Wang Dongjin is surgeon at Nanjing Gulou Hospital. A heart specialist, Wang has practiced for over 30 years. He has conducted tens of thousands of operations with a success rate of 99 percent. In 2017 alone, he performed 2,989 operations, 407 involving the great arteries. His ability for precision in high-pressure situations has earned him the monicker “the bomb disposal expert” of cardiothoracic surgery.
Wang usually arrives at 8am. He’ll often work for 17 hours, leaving after midnight.
Operations, research, lectures, academic conferences and working at free clinics take up most of Wang’s time. He rarely takes a day off.

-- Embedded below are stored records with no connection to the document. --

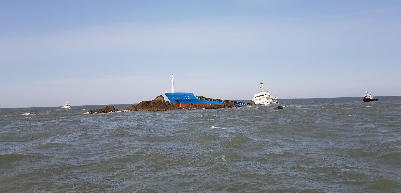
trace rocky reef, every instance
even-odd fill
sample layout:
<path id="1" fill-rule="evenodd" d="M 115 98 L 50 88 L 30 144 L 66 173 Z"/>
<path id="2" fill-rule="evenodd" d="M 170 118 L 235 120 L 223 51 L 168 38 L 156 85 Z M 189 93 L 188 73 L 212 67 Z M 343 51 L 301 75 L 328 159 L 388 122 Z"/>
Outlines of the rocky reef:
<path id="1" fill-rule="evenodd" d="M 216 109 L 217 108 L 227 108 L 231 107 L 239 107 L 239 106 L 235 105 L 233 102 L 224 102 L 221 104 L 210 104 L 206 106 L 193 104 L 190 102 L 184 109 Z M 126 108 L 126 110 L 130 111 L 164 111 L 167 110 L 174 110 L 181 109 L 177 102 L 170 103 L 168 101 L 164 100 L 163 96 L 157 96 L 153 100 L 144 100 L 136 106 L 132 105 L 131 107 Z M 96 110 L 89 110 L 89 113 L 91 114 L 97 113 L 104 113 L 109 112 L 115 112 L 118 111 L 118 109 L 114 108 L 114 106 L 106 106 L 104 108 L 100 108 Z"/>
<path id="2" fill-rule="evenodd" d="M 165 101 L 164 97 L 160 95 L 153 100 L 144 100 L 137 104 L 136 106 L 132 105 L 132 106 L 125 110 L 131 111 L 164 111 L 180 108 L 177 102 L 171 104 L 168 101 Z"/>
<path id="3" fill-rule="evenodd" d="M 103 108 L 99 108 L 98 109 L 91 109 L 88 112 L 89 114 L 96 114 L 97 113 L 105 113 L 106 112 L 115 112 L 119 111 L 118 109 L 114 108 L 114 106 L 106 106 Z"/>

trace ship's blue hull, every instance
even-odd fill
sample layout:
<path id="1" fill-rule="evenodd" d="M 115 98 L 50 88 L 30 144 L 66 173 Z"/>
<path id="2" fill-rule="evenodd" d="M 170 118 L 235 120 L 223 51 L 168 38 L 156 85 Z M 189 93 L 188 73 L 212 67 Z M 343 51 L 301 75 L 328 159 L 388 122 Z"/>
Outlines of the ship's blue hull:
<path id="1" fill-rule="evenodd" d="M 193 104 L 203 106 L 212 104 L 221 104 L 223 103 L 221 102 L 199 100 L 192 93 L 167 93 L 164 95 L 168 98 L 170 102 L 172 103 L 176 102 L 178 104 L 178 106 L 182 108 L 185 108 L 190 102 Z M 240 106 L 243 106 L 238 104 L 236 105 Z"/>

“Only surgeons who are physically strong can withstand a cardiology department workload,” Wang said. “Anyone who is physically weak and cannot tolerate the toil of operations has long been sifted out.”
According to the 2018 white paper, 23.6 percent of the 146,200 surveyed doctors from 44,600 hospitals have never taken annual leave, while 4.4 percent said they weren’t aware they had leave.

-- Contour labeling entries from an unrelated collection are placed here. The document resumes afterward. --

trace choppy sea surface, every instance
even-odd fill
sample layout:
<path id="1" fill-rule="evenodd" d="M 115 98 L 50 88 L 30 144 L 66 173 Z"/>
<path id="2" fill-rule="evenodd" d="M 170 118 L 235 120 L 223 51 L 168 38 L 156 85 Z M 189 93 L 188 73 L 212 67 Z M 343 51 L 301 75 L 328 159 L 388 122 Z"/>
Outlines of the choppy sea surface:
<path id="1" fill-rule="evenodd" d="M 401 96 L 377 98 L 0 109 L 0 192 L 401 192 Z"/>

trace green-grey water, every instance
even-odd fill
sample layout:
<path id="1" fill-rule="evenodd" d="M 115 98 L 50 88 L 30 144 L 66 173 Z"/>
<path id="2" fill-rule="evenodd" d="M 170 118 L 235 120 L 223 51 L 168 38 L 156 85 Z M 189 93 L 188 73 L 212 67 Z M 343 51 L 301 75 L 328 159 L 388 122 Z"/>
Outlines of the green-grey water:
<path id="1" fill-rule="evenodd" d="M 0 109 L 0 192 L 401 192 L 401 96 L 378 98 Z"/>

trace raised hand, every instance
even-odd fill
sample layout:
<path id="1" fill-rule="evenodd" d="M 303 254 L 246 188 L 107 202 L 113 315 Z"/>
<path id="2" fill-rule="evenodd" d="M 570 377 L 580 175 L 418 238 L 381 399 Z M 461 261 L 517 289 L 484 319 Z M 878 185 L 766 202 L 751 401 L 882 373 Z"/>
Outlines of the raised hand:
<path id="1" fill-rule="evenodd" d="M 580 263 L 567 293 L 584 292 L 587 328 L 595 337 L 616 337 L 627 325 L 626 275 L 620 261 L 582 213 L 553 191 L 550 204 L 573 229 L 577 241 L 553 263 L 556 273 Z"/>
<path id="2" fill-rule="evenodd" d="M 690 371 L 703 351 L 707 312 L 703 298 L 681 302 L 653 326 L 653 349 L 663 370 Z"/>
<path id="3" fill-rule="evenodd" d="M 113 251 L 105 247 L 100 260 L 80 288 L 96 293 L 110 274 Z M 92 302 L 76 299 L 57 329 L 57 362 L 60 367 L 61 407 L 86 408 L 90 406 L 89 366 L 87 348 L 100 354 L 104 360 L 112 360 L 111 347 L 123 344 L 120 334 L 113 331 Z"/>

On average, hospitals in China see 20 million patients per day. Doctors in tertiary hospitals work an average 51.05 hours over a five-day workweek. Doctors in surgery departments, in particular, work an average 53.3 hours per week. Two-fifths of all surveyed doctors said they sleep less than six hours per day.

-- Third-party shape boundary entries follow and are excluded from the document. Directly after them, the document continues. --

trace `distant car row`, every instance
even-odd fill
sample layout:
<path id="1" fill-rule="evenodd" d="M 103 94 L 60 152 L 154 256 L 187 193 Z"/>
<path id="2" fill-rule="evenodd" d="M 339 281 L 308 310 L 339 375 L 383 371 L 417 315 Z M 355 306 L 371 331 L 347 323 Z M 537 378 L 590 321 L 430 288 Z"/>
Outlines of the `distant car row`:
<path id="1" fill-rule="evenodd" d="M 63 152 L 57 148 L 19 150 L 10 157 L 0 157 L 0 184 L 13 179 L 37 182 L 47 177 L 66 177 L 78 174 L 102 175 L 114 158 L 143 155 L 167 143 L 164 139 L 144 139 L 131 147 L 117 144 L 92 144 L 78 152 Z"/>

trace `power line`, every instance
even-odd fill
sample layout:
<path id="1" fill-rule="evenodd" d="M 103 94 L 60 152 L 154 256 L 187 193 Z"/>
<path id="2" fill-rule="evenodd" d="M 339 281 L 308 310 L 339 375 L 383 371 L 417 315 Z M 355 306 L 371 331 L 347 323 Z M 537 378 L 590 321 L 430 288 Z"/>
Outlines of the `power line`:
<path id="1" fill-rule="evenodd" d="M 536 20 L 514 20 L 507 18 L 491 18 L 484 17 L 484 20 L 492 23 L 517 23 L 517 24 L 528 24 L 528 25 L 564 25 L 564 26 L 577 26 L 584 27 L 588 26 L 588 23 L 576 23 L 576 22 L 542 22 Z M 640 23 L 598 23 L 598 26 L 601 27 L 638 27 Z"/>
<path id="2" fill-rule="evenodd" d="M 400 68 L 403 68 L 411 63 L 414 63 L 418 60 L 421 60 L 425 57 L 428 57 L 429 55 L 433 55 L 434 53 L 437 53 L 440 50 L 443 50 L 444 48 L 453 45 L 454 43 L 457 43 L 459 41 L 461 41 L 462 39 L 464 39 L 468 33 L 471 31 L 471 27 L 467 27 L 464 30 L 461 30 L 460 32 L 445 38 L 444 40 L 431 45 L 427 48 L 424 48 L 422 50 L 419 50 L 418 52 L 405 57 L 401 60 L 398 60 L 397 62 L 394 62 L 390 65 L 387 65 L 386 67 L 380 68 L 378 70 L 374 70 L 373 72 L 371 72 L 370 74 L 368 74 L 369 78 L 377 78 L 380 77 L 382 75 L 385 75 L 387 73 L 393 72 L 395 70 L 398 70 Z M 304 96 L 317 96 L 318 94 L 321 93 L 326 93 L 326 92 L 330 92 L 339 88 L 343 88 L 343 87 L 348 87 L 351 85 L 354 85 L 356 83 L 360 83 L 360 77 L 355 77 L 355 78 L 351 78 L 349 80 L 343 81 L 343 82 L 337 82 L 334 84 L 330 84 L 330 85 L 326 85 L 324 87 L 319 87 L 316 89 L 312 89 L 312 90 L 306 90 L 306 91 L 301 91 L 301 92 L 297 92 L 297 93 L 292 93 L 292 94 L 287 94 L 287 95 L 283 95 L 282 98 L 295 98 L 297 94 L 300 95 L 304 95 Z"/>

Zhu Liangfu admitted that he was “afraid to die.” “With the heavy workload and irregular rest every day, I’m afraid I might just collapse one day. But I can’t. I haven’t fulfilled my responsibilities to my family, and as a doctor I still have a responsibility for my hospital. I can’t die. It takes the country 25 years to train a head doctor like myself. I’m 44 this year, and if I collapse, it’s a waste of national resources,” Zhu said.
To maintain his physical and mental strength, Zhu lives a very disciplined lifestyle. He runs about five kilometers every day and journals daily for reflection.
“He [Zhu Liangfu] is extremely strict on himself, like an ascetic,” Liu Ya, the project’s assistant director who filmed Zhu, told NewsChina.
But Zhu’s definition of a “good doctor” impressed Liu the most. He said, “Being nice and showing concern are not what’s most important. A good doctor should be the one who, once at the operation table, treats patients just like they’re treating a dog.”
“What does that mean? It means a doctor should not have any emotions. Emotions interfere with treatment. No matter who is on the operation table, a stranger, a governor or the doctor’s own father, the doctor should treat every patient equally without discrimination. That’s what makes a good doctor.”
Many of the doctors featured in the documentary went to Wuhan, the epicenter of the Covid-19 pandemic. He Qiang, the deputy director of the Zhejiang Provincial People’s Hospital, is treating Covid-19 patients in a makeshift hospital. Yin Fanghong, deputy head of ICU at the West China Hospital of Sichuan University, was transferred to the Wuhan Red Cross Hospital.
Shi Binggen, director of the First Affiliated Hospital of Xi’an Jiaotong University and veteran of the 2003 SARS epidemic, is back on the frontlines and leading a medical support team in Hubei Province.